La dieta cetogénica «se caracteriza por una reducción marcada del consumo de aquellos alimentos que contienen hidratos de carbono (azúcar, cereales, legumbres, frutas, verduras y hortalizas, lácteos) y un aumento significativo de alimentos ricos en grasas (mantequilla, aceites, frutos secos y semillas). De esta manera, se consigue imitar el patrón bioquímico del ayuno y que el organismo fabrique cuerpos cetónicos como fuente de energía alternativa a la glucosa», explica Samara Palma, miembro del Área de nutrición de la Sociedad Española de Endocrinología y Nutrición (SEEN).

Pues bien, «estos cuerpos cetónicos, en algún tipo de epilepsia, están indicados para favorecer el control de las crisis.
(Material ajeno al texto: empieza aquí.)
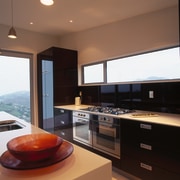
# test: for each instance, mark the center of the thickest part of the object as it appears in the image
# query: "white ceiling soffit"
(85, 14)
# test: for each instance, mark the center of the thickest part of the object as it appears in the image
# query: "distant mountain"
(20, 97)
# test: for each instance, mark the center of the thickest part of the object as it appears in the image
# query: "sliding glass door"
(16, 84)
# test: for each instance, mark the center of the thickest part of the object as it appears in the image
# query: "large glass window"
(93, 73)
(15, 88)
(162, 65)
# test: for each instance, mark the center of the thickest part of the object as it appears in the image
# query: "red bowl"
(34, 147)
Así, la dieta cetogénica es actualmente de las terapias para el control de las crisis epilépticas más conocidas y más prácticas que existen. Sin embargo, esto no quiere decir que la dieta cetogénica, la ‘‘keto’’ que se utiliza actualmente y que es muy popular para estar en forma, prevenga crisis epilépticas», asegura el doctor Toledo, quien hace hincapié en que «no se puede hacer sin la guía de un nutricionista y un especialista en epilepsia, ya que muchas veces tiene efectos secundarios, como puede ser pancreatitis o incluso osteoporosis»
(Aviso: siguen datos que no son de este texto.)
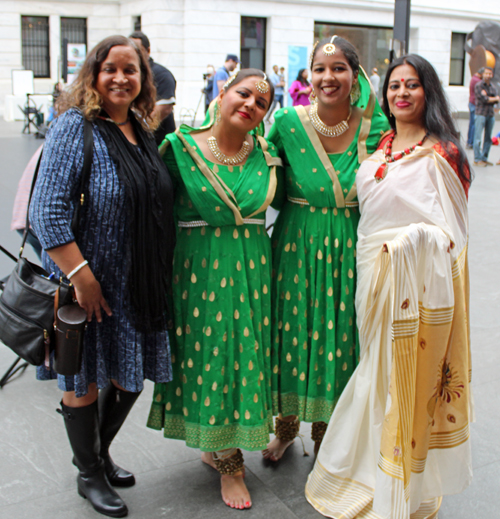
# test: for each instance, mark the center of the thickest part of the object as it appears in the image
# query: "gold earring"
(355, 93)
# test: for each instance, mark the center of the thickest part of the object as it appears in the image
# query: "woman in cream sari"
(399, 437)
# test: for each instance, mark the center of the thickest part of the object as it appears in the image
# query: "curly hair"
(83, 94)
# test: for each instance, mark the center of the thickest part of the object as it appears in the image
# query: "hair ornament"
(262, 85)
(312, 54)
(229, 81)
(329, 48)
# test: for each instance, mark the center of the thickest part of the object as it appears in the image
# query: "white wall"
(187, 35)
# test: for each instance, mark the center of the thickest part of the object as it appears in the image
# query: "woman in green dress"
(314, 241)
(220, 398)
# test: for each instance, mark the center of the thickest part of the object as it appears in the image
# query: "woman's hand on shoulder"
(89, 294)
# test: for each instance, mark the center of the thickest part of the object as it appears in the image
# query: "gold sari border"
(273, 182)
(303, 201)
(202, 223)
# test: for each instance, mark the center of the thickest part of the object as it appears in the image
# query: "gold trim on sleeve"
(318, 147)
(214, 180)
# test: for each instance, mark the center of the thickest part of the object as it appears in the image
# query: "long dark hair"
(302, 79)
(84, 95)
(437, 114)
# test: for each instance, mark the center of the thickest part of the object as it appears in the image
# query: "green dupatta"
(313, 172)
(216, 202)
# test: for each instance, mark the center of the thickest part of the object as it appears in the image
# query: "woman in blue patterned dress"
(120, 260)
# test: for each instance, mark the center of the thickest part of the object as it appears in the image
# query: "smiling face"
(406, 96)
(119, 79)
(243, 106)
(487, 75)
(332, 78)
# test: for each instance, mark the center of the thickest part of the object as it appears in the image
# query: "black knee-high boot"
(114, 406)
(82, 426)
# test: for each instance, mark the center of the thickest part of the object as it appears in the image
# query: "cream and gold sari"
(399, 437)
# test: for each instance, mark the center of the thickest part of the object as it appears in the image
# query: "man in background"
(223, 73)
(278, 83)
(375, 80)
(472, 106)
(486, 98)
(165, 90)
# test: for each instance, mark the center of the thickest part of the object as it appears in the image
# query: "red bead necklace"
(382, 169)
Tal y como detalla la especialista de la SEEN, este patrón «trae consigo una drástica alteración en el aporte de micronutrientes, al restringirse el consumo de cereales, frutas y verduras, siendo necesaria la suplementación de algunas vitaminas y minerales. La dieta cetogénica clásica es aquella cuya razón cetogénica es de 4:1, es decir, cuatro gramos de grasa por cada gramo de carbohidratos más proteínas. En ocasiones, es necesario recurrir a dietoterápicos, esto es, alimentos médicos de uso especial, que requieren indicación por un médico (triglicéridos de cadena media, fórmulas dietéticas especiales, etc.)».

 

Para quién no está indicada
La dieta cetogénica ha de ser entendida como parte del tratamiento de la epilepsia y por ello requiere supervisión médica. «Requiere que se mantenga de forma continua, es decir, no vale hacer una alimentación cetogénica por la mañana y al mediodía y por la noche no, o saltarnos un día a la semana», alerta el nerólogo, quien recuerda que «hay suplementos que pueden ayudar a obtener estos estados de cetosis sin tener que ser estrictos en el menú y hacen más fácil la vida del paciente, con rutinas dietéticas que puedan ser más tolerables por el paciente y la familia».
De hecho, los expertos insisten en que las dietas cetogénicas no son aptas para cualquiera: «Están contraindicadas en aquellas personas que padecen enfermedades metabólicas que les impidan metabolizar las grasas. Además, hay efectos secundarios de tipo digestivo (sensación de plenitud, nauseas) y metabólicos (hipoglucemia, hipercolesterolemia, cetonemia, acidosis). Más a largo plazo pueden asociarse a alteraciones de la densidad mineral ósea. Por ello, ha de ser entendida como parte del tratamiento de la epilepsia y requiere supervisión médica», afirma Palma. Una idea en la que insiste el doctor Toledo: «Esta dieta sí es una alternativa de tratamiento en algunos tipos de epilepsia grave, pero en ningún caso puede hacerse de forma esporádica o de forma voluntaria sin control médico».